Men, Women, & Homemaking – Holiday Edition

1950s-xmas-Paulette-GoddardOver the weekend, I came across this article about ordering home life.  Does this ring true, anybody?

“We all know families that are held together because a woman knows who likes what in their sandwiches, who can or cannot read on a road trip, who needs cuddles after a hard day at school.”


So, here’s my question:  who does what in your home for the holidays?  When I was a child, my Dad delighted in the practical joke side of Christmas (e.g. changing the tags on the gifts) but Mom did all the cooking, cleaning, shopping, wrapping, and decorating.  And I suspect that it’s still true in many households that one person takes on more responsibilities than the others under the same roof.  Is that because – in my case – the woman wants/needs things to be a certain way?  Stockings hanging from the mantel.  Greens hanging from the doorpost.  Candles in the windows.

Is it still true in your household that one person takes the lead on All Things Christmas?

Would you say that Stephen Marche’s article true for you and your household in 2013?  (Do we simply need to let things be a little dirtier and stress out about holiday decorating a little less?)

2 responses to “Men, Women, & Homemaking – Holiday Edition

  1. This is a constant dialogue in our house and I see a lot of couples (who identify themselves “of faith” and are admittedly much more conservative than my personal situation) struggle to figure this out in the context of how scripture sets up a “man” and a “wife’s” responsibilities.
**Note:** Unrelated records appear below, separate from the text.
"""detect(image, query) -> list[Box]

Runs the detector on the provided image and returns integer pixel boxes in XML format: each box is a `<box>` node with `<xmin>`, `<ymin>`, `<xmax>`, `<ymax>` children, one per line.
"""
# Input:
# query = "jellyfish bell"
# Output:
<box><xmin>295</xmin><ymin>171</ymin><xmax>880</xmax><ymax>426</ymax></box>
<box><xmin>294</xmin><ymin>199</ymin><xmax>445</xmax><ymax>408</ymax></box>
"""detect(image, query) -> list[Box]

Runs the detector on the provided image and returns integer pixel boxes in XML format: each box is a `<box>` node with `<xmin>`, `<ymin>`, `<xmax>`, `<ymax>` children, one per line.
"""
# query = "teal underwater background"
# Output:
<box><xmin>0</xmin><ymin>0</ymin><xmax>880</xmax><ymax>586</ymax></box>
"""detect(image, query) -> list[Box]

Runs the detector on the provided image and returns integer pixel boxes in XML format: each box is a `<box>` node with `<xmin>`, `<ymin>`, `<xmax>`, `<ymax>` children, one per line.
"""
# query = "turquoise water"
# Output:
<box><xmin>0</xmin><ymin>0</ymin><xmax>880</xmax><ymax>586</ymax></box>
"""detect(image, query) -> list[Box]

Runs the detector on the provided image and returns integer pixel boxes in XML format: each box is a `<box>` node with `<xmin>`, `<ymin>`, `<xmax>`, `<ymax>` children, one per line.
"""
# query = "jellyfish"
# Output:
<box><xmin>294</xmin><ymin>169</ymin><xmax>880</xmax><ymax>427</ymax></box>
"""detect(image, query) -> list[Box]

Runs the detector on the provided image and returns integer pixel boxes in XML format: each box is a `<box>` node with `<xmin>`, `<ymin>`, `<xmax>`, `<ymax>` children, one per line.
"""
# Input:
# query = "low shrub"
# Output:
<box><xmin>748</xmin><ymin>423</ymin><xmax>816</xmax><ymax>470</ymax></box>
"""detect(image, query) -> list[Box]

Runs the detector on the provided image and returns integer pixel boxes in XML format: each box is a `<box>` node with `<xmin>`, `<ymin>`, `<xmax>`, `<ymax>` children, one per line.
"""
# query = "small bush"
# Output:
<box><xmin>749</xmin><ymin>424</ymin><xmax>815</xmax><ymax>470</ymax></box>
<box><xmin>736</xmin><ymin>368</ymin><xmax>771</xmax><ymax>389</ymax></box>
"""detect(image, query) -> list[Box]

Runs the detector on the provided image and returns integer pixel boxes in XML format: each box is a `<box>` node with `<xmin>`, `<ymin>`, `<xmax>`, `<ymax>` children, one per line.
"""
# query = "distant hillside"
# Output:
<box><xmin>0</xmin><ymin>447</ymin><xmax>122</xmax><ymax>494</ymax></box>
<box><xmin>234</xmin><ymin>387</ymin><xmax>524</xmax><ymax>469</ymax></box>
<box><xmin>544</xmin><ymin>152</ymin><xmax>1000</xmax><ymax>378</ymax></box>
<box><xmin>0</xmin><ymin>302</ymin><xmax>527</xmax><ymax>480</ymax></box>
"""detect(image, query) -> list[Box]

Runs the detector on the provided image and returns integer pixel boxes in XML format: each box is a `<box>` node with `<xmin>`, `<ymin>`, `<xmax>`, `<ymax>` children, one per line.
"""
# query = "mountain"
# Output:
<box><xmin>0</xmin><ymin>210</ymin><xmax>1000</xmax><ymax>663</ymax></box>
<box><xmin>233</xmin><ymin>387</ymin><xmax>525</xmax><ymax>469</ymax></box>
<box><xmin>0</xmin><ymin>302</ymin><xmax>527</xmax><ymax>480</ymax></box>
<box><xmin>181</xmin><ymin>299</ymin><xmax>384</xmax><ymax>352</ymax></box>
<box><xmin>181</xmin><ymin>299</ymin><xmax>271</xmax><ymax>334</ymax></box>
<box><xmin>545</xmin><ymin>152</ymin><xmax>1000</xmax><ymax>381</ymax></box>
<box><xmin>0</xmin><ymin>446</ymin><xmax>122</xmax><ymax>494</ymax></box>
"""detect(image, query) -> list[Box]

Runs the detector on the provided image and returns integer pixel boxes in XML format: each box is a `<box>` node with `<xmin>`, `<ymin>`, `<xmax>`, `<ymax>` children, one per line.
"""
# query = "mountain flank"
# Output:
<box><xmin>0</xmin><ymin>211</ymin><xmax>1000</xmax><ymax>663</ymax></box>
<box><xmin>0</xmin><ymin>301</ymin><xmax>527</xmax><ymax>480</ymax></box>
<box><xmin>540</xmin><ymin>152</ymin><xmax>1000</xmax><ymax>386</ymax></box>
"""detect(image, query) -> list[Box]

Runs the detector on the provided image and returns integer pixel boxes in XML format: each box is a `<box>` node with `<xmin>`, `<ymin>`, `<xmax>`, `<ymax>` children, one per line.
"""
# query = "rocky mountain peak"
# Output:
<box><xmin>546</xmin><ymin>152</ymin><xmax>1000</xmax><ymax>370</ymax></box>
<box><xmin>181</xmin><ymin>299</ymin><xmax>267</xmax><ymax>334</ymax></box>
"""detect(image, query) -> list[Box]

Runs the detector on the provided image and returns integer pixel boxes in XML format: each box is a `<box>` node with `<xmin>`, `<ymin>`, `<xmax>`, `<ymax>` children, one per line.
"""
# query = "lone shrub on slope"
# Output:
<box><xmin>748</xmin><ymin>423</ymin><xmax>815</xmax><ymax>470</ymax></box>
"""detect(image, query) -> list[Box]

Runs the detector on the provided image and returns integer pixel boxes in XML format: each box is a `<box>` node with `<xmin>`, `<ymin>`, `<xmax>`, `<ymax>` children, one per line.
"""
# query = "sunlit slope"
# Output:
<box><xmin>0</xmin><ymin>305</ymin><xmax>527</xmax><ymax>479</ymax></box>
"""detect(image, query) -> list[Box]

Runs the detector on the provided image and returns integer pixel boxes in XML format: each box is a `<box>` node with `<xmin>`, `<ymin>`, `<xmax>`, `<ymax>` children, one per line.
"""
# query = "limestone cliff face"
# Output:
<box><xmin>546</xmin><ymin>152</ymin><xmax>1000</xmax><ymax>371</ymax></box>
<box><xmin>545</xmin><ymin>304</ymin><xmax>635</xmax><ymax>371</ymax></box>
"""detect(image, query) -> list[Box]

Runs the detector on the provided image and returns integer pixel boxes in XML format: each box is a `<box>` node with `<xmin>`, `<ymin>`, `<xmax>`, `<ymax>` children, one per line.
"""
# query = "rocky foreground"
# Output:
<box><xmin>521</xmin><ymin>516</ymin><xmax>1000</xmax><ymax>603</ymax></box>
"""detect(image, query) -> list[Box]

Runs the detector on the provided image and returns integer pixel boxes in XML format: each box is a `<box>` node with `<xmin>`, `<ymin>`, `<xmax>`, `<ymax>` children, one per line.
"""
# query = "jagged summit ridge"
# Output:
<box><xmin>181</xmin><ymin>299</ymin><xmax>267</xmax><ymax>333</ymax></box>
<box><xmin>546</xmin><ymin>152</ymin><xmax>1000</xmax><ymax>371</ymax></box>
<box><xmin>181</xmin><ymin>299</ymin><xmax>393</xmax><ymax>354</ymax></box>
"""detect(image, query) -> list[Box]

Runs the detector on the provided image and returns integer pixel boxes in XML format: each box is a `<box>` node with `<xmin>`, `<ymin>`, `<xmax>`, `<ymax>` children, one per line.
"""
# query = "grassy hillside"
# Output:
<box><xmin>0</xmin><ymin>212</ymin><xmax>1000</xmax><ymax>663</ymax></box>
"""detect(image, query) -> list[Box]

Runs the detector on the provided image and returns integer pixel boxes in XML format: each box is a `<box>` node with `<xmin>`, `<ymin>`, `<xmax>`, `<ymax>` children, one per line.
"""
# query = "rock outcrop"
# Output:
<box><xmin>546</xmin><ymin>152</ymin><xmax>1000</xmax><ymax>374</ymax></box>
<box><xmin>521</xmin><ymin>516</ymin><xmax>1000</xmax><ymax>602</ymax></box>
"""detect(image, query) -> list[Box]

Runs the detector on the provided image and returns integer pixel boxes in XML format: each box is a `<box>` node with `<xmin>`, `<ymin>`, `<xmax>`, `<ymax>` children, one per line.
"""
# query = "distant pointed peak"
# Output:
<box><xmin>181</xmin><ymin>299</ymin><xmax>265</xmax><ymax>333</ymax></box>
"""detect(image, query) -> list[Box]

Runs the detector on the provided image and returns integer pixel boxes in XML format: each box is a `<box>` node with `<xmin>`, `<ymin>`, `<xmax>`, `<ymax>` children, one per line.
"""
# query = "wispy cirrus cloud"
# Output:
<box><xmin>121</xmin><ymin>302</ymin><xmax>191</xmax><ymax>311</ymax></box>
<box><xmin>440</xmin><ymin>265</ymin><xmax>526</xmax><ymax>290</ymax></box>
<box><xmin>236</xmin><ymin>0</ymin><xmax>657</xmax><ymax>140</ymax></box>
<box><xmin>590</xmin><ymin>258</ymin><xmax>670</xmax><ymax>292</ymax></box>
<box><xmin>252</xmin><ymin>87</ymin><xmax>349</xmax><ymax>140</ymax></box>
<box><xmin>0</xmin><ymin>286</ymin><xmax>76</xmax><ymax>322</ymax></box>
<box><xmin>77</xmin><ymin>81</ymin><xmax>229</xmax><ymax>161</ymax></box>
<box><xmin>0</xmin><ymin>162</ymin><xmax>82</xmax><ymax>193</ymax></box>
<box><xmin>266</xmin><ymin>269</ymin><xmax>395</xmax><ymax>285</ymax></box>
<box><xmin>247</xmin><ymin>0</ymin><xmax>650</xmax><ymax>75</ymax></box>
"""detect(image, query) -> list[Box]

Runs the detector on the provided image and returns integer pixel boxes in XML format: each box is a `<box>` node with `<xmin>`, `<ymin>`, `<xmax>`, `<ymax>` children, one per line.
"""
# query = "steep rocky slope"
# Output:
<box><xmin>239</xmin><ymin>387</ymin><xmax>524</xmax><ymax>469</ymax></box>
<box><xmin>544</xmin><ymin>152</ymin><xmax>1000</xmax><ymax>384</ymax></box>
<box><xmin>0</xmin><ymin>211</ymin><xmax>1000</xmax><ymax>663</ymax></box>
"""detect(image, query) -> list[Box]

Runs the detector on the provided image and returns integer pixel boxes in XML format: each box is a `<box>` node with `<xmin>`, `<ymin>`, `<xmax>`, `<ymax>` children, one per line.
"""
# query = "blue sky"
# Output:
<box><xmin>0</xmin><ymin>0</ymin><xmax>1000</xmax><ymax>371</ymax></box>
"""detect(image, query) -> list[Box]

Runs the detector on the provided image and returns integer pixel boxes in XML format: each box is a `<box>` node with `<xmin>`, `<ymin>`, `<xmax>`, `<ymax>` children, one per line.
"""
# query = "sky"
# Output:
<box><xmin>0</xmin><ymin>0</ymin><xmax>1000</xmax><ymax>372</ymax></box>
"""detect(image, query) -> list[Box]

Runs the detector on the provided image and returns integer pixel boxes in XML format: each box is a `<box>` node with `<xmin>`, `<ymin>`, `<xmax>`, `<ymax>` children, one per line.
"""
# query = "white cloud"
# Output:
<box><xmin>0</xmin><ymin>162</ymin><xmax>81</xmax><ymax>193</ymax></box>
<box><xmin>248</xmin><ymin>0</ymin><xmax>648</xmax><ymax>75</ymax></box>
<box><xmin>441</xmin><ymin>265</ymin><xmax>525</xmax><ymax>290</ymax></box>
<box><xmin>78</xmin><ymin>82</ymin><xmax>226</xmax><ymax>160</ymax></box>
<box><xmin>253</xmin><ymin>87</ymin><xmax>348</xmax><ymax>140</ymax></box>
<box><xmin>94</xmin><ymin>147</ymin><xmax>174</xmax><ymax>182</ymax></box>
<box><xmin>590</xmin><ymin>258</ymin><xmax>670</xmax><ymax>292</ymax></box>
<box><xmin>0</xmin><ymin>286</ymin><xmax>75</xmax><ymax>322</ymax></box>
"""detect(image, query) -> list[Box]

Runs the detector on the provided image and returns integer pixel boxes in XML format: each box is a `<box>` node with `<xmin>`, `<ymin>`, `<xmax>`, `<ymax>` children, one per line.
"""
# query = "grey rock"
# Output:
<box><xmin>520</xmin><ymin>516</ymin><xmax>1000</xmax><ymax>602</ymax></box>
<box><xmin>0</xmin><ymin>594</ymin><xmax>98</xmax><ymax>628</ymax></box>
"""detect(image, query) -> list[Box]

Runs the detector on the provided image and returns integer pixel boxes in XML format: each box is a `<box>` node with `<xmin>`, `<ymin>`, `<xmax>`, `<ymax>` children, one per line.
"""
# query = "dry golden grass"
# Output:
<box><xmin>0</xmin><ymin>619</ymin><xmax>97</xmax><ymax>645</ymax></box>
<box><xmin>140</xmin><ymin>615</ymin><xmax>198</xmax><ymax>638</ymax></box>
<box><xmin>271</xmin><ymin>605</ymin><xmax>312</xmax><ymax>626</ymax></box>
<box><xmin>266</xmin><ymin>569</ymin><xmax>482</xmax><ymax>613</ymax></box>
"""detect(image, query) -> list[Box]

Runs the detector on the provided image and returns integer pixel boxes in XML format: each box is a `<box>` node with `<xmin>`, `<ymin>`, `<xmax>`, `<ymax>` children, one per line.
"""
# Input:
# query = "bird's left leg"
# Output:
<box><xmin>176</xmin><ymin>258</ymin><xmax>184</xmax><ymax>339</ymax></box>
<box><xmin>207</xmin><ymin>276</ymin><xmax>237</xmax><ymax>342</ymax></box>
Oh bless them. Anyway, in our house we’re still working on learning how we each offer the family emotional support in our different ways. The only thing we have really come to is making sure we don’t host or decorate or do any task that we’re only completing because we feel pressured to do so. Even this is still more practice than perfect at this stage.

    Thanks for opening up this conversation.


  2. I’ve said this — in times of stress: “If there were no women, there would be no holidays”. Yes — I did all the cooking, cleaning, decorating, shopping, wrapping, etc. etc. etc. Now that my husband has retired, however, he joins in and the variety of Christmas “responsibilities” is a lot more shared. It’s all good, but I do notice that I also held a bit of control in all I did. Now that he’s a part of the activities, I’m finding that I have to bite my lip when he doesn’t do something as I would.